Corriere della Sera, 15 marzo 2023
A 10 anni dall’inizio del pontificato di Francesco quali le sfide affrontate e quali ancora da sostenere? A che punto della strada verso l’ecumenismo iniziata con il Concilio Vaticano II ci si trova? Quello di Jorge Mario Bergoglio è ad oggi un pontificato spesso dibattuto che si appresta ad affrontare nuove prove. Ne conosce limiti e punti di forza Marcelo Figueroa, presbitero della Chiesa presbiteriana in Argentina, amico personale del Santo Padre da oltre vent’anni, che dialogherà con il giornalista Claudio Baroni nell’incontro Papa Francesco visto da vicino. 10 anni al servizio del Vangelo giovedì 16 alle 20,45 nella Sala Bevilacqua di via Pace 10, un evento promosso da CCDC, ACLI, Ufficio per l’ecumenismo, Padri della Pace e LEV, che ne ha pubblicato da poco il libro Le diversità riconciliate. Un protestante nel giornale del Papa (pp. 276).
Lorenzo Fazzini, Direttore editoriale dell’editrice vaticana, sintetizza il nucleo centrale del messaggio del Papa.
«Francesco lo ha detto fin dal primo giorno in cui si è affacciato dalla sua finestra su piazza San Pietro, incontrando simbolicamente tutto il mondo: il cristiano è principalmente colui che testimonia la misericordia di Dio, cioè la predilezione di Dio per chi è fragile, povero, emarginato. Lui stesso ne ha fatto esperienza e può dirlo agli altri. Questo è una sorta di Vangelo liofilizzato, in estrema sintesi. Gesù non ha scelto chi era potente, perfetto e irreprensibile, ma è andato alla ricerca di chi era escluso dalla società oppure ostracizzato dalla religione. Ecco, Francesco continuamente ci ripropone questo.»
Cosa caratterizza l’ecumenismo di papa Francesco e il dialogo che propone alle altre religioni?
«Con le altre confessioni cristiane Francesco ha posto in agenda un’azione forte e precisa sulla carità e la testimonianza fattiva della vicinanza ai poveri. Ha chiesto più volte ai cristiani di varie confessioni di lavorare insieme per accogliere e integrare i migranti, o di impegnarsi fattivamente per la pace: lui stesso è andato in Sud Sudan, uno dei Paesi africani più poveri, dilaniato da una guerra civile combattuta da potenti che si definiscono cristiani, insieme a due leader di chiese cristiane sorelle come l’arcivescovo di Canterbury Welby e il moderatore della Chiesa scozzese Greenshields. Questa scelta è davvero qualcosa di nuovo e dimostra la sua volontà di percorrere la via dell’unità dei cristiani in maniera concreta. Con le altre religioni Francesco si è posto sulla scia di Giovanni Paolo II e Benedetto XVI, cercando in ogni maniera di far sì che le religioni non vengano strumentalizzate. La dichiarazione sulla Fratellanza umana firmata a Dubai il 4.02.19 con il Grand Imam Al-Tayeb dice che è possibile costruire ponti e relazioni durature per la pace e il dialogo tra le fedi.»

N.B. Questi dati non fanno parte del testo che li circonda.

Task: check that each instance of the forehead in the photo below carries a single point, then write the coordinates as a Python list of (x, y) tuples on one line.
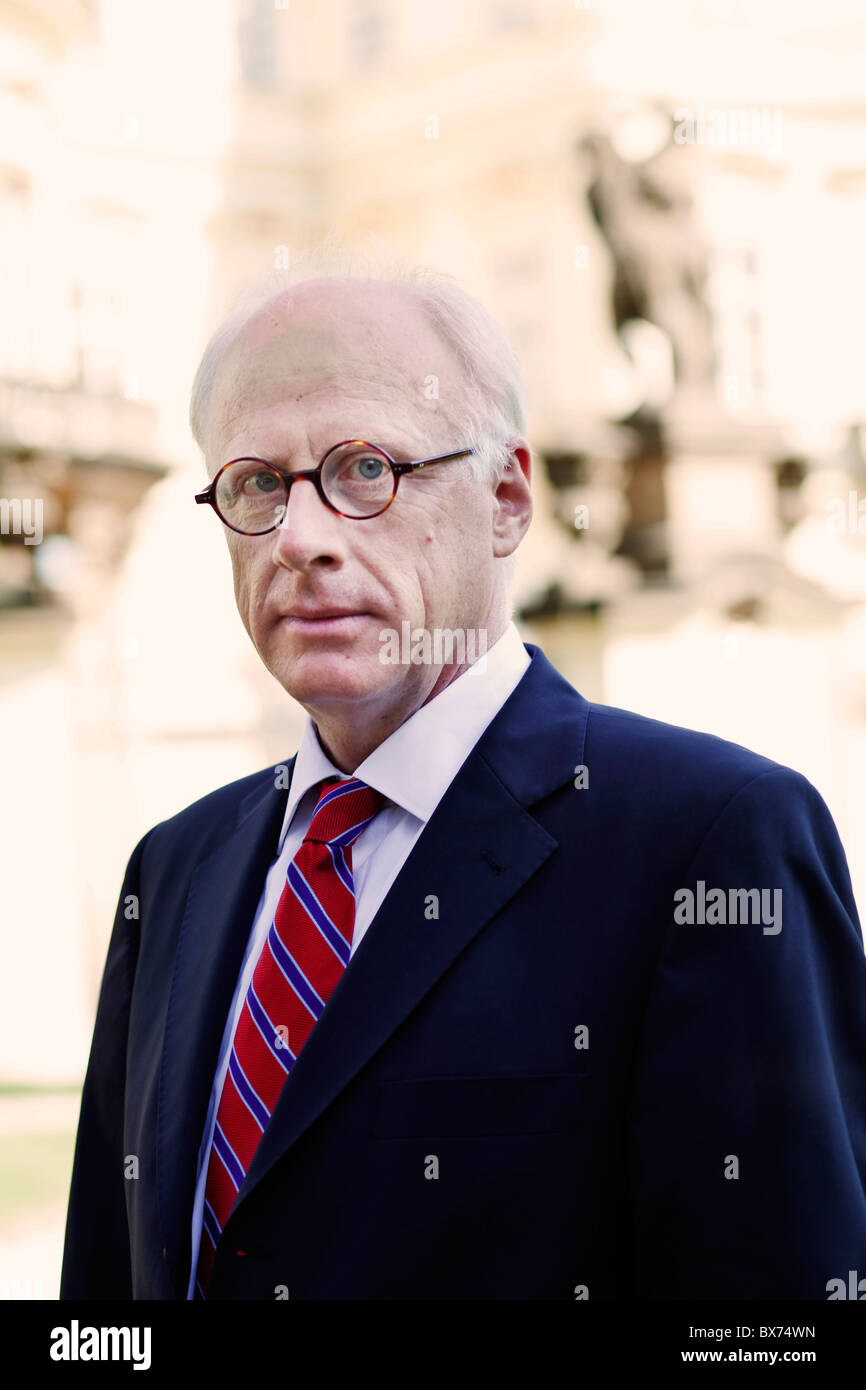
[(332, 348)]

Quali sono le battaglie che hanno ricevuto più sostegno interno e quali invece hanno portato ad inasprire alcuni rapporti?

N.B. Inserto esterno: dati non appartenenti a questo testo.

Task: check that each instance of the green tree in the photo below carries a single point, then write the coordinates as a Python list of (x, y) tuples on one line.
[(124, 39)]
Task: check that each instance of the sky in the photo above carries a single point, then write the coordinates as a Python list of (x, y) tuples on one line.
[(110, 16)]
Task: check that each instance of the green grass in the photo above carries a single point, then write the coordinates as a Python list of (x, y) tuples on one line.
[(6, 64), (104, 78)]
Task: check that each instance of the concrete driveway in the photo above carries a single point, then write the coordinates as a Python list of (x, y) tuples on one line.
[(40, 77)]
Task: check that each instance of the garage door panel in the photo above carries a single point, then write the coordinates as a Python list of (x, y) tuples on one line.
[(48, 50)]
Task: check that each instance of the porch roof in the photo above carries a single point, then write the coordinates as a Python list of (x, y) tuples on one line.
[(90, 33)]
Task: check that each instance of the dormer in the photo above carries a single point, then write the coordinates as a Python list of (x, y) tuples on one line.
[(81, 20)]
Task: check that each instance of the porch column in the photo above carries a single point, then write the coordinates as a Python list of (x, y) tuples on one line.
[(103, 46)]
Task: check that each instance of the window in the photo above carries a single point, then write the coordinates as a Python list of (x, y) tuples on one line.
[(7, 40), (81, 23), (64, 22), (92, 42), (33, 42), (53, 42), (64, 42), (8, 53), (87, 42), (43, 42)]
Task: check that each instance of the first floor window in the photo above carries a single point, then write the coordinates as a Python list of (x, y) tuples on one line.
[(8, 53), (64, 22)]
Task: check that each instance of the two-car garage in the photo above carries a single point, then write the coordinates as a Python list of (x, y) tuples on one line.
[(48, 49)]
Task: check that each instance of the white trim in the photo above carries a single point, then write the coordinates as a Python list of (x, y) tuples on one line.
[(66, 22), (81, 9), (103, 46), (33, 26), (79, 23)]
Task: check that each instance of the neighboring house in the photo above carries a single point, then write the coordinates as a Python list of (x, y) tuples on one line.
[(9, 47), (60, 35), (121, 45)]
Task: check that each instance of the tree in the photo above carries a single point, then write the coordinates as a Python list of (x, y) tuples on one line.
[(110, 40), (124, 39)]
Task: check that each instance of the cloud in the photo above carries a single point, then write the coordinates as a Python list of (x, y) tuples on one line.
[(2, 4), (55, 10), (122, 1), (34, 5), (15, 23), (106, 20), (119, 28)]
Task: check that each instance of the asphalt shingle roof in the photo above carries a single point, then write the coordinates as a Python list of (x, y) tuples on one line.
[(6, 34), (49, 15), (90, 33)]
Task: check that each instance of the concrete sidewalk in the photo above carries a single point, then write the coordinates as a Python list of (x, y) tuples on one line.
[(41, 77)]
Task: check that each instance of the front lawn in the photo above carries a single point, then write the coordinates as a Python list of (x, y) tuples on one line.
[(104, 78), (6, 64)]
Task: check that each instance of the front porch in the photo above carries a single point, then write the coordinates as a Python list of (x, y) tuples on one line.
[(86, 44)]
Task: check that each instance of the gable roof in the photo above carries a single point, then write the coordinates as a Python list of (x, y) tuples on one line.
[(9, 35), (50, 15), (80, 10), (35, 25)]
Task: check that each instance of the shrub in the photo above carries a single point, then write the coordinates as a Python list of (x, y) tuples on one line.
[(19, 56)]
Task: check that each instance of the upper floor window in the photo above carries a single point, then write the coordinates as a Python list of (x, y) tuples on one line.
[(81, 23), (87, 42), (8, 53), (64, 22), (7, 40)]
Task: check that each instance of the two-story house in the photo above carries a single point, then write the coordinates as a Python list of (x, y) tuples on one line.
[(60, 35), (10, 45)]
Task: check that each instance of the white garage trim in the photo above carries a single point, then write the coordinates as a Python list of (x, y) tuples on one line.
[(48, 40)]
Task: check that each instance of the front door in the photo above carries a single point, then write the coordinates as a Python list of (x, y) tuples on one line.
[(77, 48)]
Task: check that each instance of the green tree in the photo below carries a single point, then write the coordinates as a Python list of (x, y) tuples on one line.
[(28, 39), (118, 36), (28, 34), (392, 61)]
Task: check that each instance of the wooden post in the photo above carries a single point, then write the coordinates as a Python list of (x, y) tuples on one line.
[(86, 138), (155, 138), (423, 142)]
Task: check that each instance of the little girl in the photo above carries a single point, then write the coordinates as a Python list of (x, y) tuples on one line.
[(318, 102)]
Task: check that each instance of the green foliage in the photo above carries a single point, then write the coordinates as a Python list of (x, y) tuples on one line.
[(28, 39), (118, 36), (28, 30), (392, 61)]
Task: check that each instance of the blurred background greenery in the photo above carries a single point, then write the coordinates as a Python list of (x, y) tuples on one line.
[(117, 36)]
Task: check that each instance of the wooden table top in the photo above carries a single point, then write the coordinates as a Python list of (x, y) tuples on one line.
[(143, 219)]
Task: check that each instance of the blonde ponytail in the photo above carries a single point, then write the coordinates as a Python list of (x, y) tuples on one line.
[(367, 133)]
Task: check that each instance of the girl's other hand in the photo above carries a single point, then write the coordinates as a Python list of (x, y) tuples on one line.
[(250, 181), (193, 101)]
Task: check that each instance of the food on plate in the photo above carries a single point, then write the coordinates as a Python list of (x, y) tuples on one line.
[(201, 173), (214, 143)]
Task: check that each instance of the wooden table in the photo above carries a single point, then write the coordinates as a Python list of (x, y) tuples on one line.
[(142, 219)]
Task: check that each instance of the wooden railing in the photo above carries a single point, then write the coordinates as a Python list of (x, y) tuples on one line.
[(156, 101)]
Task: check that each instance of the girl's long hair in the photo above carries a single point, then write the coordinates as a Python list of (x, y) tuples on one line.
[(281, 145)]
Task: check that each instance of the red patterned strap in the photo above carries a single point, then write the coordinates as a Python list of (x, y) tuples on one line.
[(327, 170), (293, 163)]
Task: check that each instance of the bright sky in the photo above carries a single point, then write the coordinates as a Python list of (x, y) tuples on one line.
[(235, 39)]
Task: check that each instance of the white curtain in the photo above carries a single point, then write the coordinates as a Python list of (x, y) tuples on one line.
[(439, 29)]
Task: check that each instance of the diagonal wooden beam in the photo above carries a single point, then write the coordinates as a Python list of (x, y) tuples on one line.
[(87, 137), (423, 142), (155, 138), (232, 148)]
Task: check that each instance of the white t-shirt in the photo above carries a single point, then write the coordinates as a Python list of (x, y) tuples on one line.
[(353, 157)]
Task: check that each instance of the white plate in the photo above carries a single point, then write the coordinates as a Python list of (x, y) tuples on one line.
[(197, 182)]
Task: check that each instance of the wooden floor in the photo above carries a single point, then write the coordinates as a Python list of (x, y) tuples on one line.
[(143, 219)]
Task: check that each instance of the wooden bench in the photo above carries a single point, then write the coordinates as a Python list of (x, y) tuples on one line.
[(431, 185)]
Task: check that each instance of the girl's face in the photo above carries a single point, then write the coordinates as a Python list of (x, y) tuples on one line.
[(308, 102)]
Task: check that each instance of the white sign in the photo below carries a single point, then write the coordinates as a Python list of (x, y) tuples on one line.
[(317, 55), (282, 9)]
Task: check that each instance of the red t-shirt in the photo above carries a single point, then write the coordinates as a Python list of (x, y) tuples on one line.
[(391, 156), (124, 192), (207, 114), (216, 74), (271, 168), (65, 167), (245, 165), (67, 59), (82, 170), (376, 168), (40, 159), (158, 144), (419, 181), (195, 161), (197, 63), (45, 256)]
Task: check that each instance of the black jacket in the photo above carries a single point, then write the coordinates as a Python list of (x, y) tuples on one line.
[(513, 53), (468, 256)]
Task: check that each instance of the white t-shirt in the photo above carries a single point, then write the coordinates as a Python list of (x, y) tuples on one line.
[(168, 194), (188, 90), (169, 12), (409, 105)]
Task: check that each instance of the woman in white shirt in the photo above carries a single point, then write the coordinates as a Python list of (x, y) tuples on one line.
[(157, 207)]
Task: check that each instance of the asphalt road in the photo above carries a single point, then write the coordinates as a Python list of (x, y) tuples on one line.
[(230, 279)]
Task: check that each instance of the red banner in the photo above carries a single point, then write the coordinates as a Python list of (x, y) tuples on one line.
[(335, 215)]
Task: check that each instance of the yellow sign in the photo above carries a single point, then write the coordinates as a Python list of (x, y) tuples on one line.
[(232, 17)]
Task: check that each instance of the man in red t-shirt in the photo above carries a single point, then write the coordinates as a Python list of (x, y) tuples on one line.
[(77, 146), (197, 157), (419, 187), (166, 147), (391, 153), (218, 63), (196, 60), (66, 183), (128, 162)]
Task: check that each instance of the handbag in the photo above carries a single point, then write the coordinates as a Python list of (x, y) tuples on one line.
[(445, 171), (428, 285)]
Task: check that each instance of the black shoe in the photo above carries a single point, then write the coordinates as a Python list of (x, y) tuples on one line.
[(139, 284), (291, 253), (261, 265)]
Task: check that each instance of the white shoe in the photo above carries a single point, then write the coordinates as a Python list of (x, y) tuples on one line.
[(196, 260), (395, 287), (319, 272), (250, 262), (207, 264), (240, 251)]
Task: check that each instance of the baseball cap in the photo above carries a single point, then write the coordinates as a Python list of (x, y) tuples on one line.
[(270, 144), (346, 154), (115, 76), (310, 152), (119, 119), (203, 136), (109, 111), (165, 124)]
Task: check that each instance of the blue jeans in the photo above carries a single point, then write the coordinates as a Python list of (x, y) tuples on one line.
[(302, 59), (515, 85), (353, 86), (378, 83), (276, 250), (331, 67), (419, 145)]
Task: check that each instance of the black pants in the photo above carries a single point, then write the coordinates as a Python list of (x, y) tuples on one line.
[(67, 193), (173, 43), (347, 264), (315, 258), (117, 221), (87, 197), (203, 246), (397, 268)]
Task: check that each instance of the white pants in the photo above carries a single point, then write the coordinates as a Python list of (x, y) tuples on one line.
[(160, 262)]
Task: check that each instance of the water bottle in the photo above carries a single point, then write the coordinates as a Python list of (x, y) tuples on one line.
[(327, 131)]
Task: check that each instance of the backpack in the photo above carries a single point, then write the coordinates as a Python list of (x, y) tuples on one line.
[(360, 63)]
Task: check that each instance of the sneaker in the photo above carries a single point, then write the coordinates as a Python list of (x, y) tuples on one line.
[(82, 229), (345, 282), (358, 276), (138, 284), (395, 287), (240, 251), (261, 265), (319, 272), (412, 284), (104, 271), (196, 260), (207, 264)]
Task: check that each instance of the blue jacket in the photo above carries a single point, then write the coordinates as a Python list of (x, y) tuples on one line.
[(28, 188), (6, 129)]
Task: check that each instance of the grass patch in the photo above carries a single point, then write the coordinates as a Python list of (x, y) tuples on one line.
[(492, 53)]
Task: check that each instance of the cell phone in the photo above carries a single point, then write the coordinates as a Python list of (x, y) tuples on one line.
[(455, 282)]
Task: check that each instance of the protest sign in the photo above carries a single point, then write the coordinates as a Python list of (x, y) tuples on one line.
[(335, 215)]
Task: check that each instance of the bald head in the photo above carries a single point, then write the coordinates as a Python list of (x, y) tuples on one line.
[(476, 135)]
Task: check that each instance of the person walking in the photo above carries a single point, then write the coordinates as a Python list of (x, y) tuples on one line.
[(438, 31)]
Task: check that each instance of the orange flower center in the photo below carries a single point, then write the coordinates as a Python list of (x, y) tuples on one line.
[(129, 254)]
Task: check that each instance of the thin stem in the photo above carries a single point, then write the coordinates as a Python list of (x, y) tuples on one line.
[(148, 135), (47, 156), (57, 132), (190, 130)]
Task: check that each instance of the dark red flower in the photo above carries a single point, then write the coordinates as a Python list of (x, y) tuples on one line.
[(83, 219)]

«La testimonianza del Vangelo suscita sempre divisioni, perché – come dice la Scrittura – la Parola di Dio è una spada a due tagli. Come Francesco continua a testimoniare la tenerezza di Dio crea scandalo, sia dentro che fuori dalla Chiesa. E questo è un bene, perché significa che il suo modo di porsi è veramente differente dall’idea che ci potremmo fare dell’essere cristiani: una religione borghese che non disturba né chi la pratica né tanto meno la società o quanti hanno potere. Invece, il fatto che le sue forti prese di posizione sul rispetto del creato, su un’economia a servizio della persona, e non improntata solo alla massimizzazione del profitto, l’annuncio e la pratica della fraternità… sono una traduzione quotidiana del Vangelo. E certamente a chi intende la fede cristiana come strumento di potere o modo per controllare le coscienze tale testimonianza crea sicuramente dei grattacapi. Ma tutto questo è benedetto!»